[R] Pointwise Confidence Bounds on Logistic Regression

Bryan Hanson hanson at depauw.edu
Fri Jun 20 01:54:51 CEST 2008


Thanks so much to all who offered assistance.  I have to say it would have
taken me a long time to figure this out, so I am most grateful.  Plus,
studying your examples greatly improves my understanding.

As a follow up, the fit process gives the following error:

Warning messages:
1: In eval(expr, envir, enclos) :
  non-integer #successes in a binomial glm!

Is this something I should worry about?  It doesn't arise from glm or
glm.fit 

Thanks, Bryan

For the record, a final complete working code is appended below.

x <- c(1:40)
y1 <- c(rep(0.1,10), rep(NA, 10), rep(0.9,20))
y2 <- c(rep(0.1,15), rep(NA, 10), rep(0.9,15))
data <- as.data.frame(cbind(x,y1,y2))
plot(x, y1, pch = 1, ylim = c(0,1), col = "red", main = "Logistic Regression
w/Confidence Bounds", ylab = "y values",  xlab = "x values")
points(x, y2, pch = 3, col = "blue")
abline(h = 0.5, col = "gray")
fit1 <- glm(y1~x, family = binomial(link = "logit"), data, na.action =
na.omit)
fit2 <- glm(y2~x, family = binomial(link = "logit"), data, na.action =
na.omit)
lines(fit1$model$x, fit1$fitted.values, col = "red")
lines(fit2$model$x, fit2$fitted.values, col = "blue")

## predictions on scale of link function
pred1 <- predict(fit1, se.fit = TRUE)
pred2 <- predict(fit2, se.fit = TRUE)

## constant for 95% confidence bands
## getting two t values is redundant here as fit1 and fit2
## have same residual df, but the real world may be different
res.df <- c(fit1$df.residual, fit2$df.residual)
## 0.975 because we want 2.5% in upper and lower tail
const <- qt(0.975, df = res.df)

## confidence bands on scale of link function
upper1 <- pred1$fit + (const[1] * pred1$se.fit)
lower1 <- pred1$fit - (const[1] * pred1$se.fit)
upper2 <- pred2$fit + (const[2] * pred2$se.fit)
lower2 <- pred2$fit - (const[2] * pred2$se.fit)

## bind together into a data frame
bands <- data.frame(upper1, lower1, upper2, lower2)

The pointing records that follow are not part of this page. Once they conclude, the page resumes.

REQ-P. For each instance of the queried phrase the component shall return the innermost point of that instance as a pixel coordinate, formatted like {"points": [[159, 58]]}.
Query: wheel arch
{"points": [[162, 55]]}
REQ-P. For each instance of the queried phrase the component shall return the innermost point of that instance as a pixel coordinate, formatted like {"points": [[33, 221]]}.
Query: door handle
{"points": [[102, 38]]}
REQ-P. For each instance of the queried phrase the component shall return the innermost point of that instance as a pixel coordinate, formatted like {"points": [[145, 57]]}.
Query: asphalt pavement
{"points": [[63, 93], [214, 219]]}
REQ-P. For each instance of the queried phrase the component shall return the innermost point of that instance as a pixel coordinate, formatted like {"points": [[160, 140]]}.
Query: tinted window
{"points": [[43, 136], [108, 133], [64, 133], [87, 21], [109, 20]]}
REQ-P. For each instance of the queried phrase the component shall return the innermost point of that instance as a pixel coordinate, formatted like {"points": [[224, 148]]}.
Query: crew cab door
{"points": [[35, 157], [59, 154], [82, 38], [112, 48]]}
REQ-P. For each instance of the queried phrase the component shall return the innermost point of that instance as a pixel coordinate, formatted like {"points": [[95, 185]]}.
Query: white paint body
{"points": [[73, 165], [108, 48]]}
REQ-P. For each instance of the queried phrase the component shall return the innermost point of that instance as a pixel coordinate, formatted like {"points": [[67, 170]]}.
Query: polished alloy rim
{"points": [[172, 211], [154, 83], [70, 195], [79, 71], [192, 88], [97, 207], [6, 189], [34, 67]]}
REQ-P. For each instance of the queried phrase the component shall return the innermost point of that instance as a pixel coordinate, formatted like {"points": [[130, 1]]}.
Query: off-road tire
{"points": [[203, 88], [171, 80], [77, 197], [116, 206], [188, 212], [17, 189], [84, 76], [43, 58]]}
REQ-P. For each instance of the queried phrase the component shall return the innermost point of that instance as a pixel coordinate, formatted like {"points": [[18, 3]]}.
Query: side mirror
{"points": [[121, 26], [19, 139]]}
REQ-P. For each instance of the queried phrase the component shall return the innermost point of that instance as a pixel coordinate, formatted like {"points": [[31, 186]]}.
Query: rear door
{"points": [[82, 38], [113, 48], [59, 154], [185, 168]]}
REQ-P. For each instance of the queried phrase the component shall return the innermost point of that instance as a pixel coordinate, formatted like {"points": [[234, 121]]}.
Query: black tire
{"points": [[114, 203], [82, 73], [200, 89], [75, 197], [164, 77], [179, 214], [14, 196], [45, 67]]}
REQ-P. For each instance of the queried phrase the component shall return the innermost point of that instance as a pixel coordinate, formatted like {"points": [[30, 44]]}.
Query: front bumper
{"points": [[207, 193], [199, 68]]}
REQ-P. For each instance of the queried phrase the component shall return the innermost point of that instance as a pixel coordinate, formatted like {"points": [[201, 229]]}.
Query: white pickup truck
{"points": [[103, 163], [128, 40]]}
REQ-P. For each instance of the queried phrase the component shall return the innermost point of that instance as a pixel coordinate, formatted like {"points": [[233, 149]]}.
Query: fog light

## transform on to scale of response
bands <- data.frame(lapply(bands, binomial(link = "logit")$linkinv))

## plot confidence bands
lines(fit1$model$x, bands$upper1, col = "pink")
lines(fit1$model$x, bands$lower1, col = "pink")
lines(fit2$model$x, bands$upper2, col = "lightblue")
lines(fit2$model$x, bands$lower2, col = "lightblue")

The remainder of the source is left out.